Key findings of the report include:

* Over the past 10 years, the states have received $203.5 billion in tobacco-generated revenue — $79.2 billion from the tobacco settlement and $124.3 billion from tobacco taxes. But they have spent only 3.2 percent of their tobacco money — $6.5 billion — on tobacco prevention and cessation programs.

* This year, no state is funding tobacco prevention programs at the levels recommended by the U.S. Centers for Disease Control and Prevention. Only nine states are funding tobacco prevention at even half the CDC-recommended amount, and 27 states are providing less than a quarter of the recommended funding. (Beginning in fiscal 2010, North Dakota will fund its prevention program at the CDC-recommended level as a result of a state ballot initiative approved on November 4.)

* The limited restrictions on tobacco marketing imposed by the tobacco settlement have failed to curtail the tobacco industry’s ability to aggressively market its products. . . .

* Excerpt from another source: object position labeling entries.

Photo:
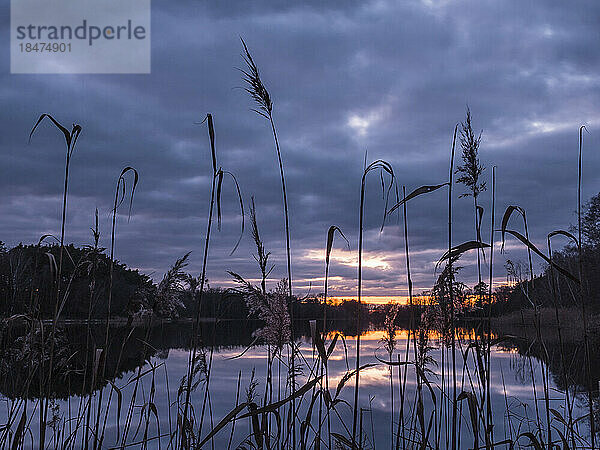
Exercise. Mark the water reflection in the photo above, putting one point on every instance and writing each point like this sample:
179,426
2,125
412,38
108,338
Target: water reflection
24,365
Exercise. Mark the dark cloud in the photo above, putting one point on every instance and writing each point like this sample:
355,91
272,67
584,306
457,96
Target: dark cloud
391,78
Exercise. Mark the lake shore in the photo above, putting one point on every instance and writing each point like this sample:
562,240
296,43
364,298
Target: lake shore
570,323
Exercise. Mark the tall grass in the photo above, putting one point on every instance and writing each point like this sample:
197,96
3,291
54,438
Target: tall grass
71,137
454,410
382,166
260,95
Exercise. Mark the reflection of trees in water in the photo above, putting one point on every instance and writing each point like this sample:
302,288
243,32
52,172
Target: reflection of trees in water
572,373
24,353
567,367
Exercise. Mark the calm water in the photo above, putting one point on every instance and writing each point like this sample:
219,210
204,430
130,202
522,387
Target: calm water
512,379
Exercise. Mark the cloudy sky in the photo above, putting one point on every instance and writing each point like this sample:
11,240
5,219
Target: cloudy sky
390,78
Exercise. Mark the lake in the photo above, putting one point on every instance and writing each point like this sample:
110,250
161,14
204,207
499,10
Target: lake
153,362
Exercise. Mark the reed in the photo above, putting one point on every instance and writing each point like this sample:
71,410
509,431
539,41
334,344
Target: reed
260,95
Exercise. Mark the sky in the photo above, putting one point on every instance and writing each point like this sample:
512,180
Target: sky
346,77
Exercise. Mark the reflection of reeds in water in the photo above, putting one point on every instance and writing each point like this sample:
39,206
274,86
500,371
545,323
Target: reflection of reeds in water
296,407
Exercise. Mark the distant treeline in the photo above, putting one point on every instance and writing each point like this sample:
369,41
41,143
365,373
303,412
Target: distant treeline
28,286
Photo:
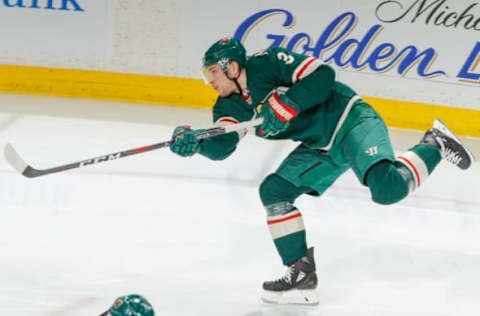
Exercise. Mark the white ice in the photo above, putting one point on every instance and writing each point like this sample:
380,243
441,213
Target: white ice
190,234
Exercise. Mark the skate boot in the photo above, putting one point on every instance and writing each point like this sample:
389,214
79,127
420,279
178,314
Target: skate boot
451,148
297,286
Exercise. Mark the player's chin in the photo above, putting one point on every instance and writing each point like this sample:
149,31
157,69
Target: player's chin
223,93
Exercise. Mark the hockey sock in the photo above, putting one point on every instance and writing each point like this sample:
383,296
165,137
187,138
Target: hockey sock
288,231
420,161
283,218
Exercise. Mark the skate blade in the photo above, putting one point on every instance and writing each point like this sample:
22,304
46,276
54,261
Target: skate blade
438,124
291,297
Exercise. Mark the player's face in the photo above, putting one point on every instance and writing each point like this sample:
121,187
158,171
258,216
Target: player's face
219,81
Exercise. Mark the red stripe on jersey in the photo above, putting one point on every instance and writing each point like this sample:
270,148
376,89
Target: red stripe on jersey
275,221
284,112
228,120
417,175
304,67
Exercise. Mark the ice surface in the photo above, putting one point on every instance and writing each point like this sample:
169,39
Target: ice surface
190,234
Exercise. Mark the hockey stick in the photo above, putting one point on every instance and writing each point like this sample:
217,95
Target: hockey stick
28,171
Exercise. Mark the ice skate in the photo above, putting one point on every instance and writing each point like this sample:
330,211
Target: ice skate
297,286
451,148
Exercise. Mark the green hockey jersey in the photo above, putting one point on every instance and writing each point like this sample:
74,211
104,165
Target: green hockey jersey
324,103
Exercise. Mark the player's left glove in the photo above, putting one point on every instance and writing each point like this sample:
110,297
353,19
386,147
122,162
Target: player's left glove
277,112
185,142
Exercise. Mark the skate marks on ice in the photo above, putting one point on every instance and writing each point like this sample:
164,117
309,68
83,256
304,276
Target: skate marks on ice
285,310
71,306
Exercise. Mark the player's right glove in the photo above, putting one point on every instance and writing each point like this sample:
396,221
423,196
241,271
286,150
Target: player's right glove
277,112
185,142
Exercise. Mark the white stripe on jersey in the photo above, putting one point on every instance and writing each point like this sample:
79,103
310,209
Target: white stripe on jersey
306,67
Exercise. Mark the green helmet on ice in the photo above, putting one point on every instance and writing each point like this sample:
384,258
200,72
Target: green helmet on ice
131,305
224,51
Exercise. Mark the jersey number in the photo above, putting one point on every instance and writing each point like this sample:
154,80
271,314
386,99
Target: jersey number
288,59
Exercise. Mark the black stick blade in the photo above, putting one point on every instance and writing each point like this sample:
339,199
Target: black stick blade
14,159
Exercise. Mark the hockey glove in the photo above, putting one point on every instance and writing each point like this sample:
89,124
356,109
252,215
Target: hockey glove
277,112
185,142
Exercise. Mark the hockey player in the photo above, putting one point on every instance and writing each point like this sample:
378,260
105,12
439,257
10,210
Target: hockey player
130,305
299,99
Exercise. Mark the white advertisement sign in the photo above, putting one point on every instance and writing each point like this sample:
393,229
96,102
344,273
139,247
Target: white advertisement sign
58,27
425,51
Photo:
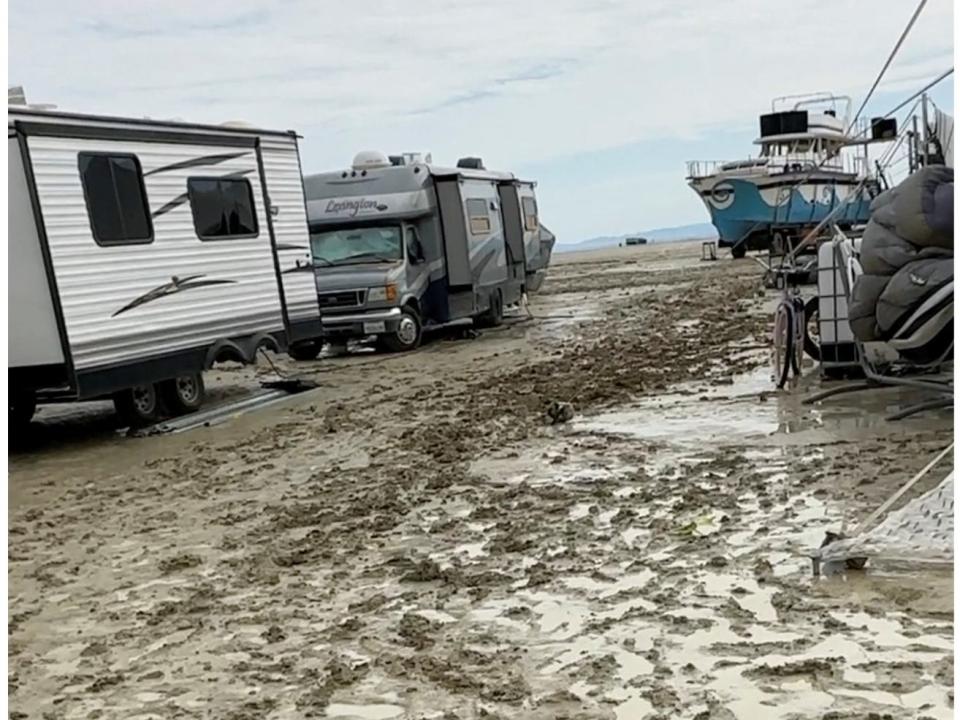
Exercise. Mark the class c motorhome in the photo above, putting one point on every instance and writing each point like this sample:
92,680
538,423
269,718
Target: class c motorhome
142,251
400,244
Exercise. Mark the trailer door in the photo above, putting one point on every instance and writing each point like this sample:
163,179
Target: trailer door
512,228
454,231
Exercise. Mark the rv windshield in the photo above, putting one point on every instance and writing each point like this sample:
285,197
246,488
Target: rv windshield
349,246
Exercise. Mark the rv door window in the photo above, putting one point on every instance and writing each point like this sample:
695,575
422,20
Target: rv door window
222,208
530,221
479,216
116,199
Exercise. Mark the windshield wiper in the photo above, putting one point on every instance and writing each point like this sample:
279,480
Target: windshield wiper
375,257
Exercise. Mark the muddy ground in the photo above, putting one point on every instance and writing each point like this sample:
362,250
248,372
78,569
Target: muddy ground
416,539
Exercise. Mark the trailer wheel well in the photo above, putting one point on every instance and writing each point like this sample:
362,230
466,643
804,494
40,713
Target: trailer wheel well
243,351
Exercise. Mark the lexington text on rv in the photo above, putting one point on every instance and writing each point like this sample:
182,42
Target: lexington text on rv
399,244
143,251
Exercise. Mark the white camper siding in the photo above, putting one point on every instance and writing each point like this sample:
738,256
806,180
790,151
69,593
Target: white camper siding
488,250
96,283
281,166
34,338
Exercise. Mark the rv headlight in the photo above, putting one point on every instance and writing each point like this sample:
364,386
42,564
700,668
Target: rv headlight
380,294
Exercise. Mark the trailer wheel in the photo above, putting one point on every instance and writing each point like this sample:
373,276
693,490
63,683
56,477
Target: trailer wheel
304,351
22,408
493,317
139,405
184,394
811,325
407,335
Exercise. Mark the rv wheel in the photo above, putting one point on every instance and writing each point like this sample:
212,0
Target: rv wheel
494,316
138,406
304,351
184,394
22,408
407,335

The report, titled "A Decade of Broken Promises: The 1998 State Tobacco Settlement Ten Years Later," was released by the Campaign for Tobacco-Free Kids, American Heart Association, American Cancer Society Cancer Action Network, American Lung Association and Robert Wood Johnson Foundation.

The 10th anniversary of the settlement comes as recent surveys have shown that the nation has made significant progress in reducing smoking in the past decade, but smoking declines have slowed in recent years. From 1997 to 2007, smoking rates declined by 45 percent among high school students and by 20 percent among adults. But 20 percent of high school students and 19.8 percent of adults still smoke, and tobacco use remains the nation’s leading cause of preventable death, killing more than 400,000 people and costing nearly $100 billion in health care expenditures each year.